As with most utopian dreams, it would all end up a bit more complicated than anyone could have predicted. Language, you see, is a funny beast. Just as you think you have it all described and analysed, along comes some creative addition or reuse. Tired of “footprint” just referring to the remnants of last night’s walk along the beach? Strap the word “carbon” onto the front and you have a chic environmental term. Bored with “surfing” only involving foamy waves and sleek hair? Mix things up a bit and add some fishing terminology and you get “surfing the net,” which, oddly enough has everything to do with technology and nothing much to do with the sea.
Even traditional songs take on a whole new slant once people start playing with language. “Don we now our gay apparel” used to mean getting dressed up for a Christmas meal. Now, on the other hand, it has a completely different meaning altogether!

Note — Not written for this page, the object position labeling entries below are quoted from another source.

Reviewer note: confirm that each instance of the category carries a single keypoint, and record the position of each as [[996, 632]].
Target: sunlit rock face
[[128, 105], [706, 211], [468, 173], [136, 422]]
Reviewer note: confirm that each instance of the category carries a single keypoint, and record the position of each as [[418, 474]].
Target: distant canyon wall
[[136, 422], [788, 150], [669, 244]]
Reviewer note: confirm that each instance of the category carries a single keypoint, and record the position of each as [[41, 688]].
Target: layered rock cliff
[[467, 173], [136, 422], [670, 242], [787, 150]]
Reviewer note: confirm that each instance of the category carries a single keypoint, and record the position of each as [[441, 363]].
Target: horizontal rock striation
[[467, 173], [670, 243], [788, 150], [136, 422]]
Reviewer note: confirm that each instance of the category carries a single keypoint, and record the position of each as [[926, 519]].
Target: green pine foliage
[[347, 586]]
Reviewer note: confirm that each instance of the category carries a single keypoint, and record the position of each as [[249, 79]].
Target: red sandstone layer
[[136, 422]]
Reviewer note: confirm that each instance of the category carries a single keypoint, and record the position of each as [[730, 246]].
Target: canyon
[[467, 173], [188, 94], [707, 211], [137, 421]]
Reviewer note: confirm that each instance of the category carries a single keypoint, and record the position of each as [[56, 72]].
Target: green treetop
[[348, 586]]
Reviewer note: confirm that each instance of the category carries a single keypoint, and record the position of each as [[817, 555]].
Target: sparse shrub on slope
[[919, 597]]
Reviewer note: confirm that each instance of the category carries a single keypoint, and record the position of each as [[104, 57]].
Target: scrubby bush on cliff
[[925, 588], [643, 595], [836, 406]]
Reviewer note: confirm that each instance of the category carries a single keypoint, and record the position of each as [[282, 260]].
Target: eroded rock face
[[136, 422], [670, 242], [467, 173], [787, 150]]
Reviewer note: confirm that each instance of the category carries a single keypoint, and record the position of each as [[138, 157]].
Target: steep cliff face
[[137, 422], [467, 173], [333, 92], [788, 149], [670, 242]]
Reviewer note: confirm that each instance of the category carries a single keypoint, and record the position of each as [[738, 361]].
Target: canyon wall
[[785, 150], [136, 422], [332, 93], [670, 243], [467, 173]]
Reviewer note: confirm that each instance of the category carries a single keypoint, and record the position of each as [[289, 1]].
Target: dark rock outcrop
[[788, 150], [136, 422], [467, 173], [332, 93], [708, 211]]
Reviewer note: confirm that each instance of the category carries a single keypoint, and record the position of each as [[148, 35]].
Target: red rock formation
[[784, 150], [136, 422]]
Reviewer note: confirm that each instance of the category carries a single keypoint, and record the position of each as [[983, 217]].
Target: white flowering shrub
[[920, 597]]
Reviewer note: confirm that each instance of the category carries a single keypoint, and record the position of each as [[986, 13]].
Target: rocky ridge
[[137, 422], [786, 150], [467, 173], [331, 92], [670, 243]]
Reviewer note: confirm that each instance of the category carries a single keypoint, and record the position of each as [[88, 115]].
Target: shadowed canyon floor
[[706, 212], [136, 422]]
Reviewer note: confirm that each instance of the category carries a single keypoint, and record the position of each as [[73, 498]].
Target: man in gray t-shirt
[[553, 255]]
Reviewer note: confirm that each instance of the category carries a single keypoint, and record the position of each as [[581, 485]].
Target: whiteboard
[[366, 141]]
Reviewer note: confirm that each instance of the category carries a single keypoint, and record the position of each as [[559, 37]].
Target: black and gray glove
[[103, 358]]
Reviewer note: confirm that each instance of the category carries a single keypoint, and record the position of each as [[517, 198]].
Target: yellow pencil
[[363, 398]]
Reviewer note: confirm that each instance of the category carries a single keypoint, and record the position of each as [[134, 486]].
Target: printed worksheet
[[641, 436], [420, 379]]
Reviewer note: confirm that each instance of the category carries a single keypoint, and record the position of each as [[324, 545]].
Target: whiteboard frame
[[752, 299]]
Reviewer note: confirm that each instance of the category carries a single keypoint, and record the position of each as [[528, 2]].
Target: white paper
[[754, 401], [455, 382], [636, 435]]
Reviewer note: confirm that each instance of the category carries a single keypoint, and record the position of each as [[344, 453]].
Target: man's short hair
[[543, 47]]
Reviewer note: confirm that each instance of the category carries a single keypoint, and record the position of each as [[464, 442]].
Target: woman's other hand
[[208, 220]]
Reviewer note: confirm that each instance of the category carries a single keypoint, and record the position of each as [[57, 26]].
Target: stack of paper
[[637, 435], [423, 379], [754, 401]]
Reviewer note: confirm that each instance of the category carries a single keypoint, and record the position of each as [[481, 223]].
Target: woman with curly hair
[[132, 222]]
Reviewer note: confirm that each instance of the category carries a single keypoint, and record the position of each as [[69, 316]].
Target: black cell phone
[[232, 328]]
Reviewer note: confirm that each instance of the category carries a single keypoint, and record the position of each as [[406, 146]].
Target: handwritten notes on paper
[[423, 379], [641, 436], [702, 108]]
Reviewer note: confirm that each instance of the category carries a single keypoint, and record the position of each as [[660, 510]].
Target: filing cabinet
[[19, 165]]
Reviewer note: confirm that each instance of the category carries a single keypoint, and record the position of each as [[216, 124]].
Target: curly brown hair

All this was enough to play havoc with translation engines. How on earth could anyone write software based on nice, stable rules when word use and meaning changed all the time? What a mess!
No worries, thought the MT gurus, we have a plan. That plan was to beat creativity at its own game. Instead of trying stable, unchangeable rules, MT software started using existing language as a template for its versions. Give your software a big enough database of language and some nifty statistical algorithms and you could get reliable results, or so it was thought.
Actually, this works fairly well. The much maligned rule-based Babelfish has been taken over by the stats-based Google Translate, which has the bonus of a huge database of UN language to work from. Feed in the right kind of language to Google Translate and you do get passable results. On the other hand, feed in certain kinds of language, translate backwards and forwards a bit and Rick Astley’s “Never gonna give you up” becomes “You’ll never leave,” which is funny and ironic but wrong.
So, for the moment, it looks like MT isn’t quite good enough on its own, especially since it can only ever be as smart as the data humans give it. In fact, it is this partnership between human common sense and machine processing that seems to be the way forward. Now, instead of MT taking over, it has been coupled with its somewhat more respectable cousin Computer Aided Translation (CAT) into flexible translation toolkits. Today’s translators, it seems, are happy to take whatever help they can get and are smart enough to be able to use a variety of tools at once.
More importantly, this partnership suggests that translators’ jobs are safe, at least in the near future. Rather than Machine vs. Human being a battle to the death, it has become more of a growing partnership.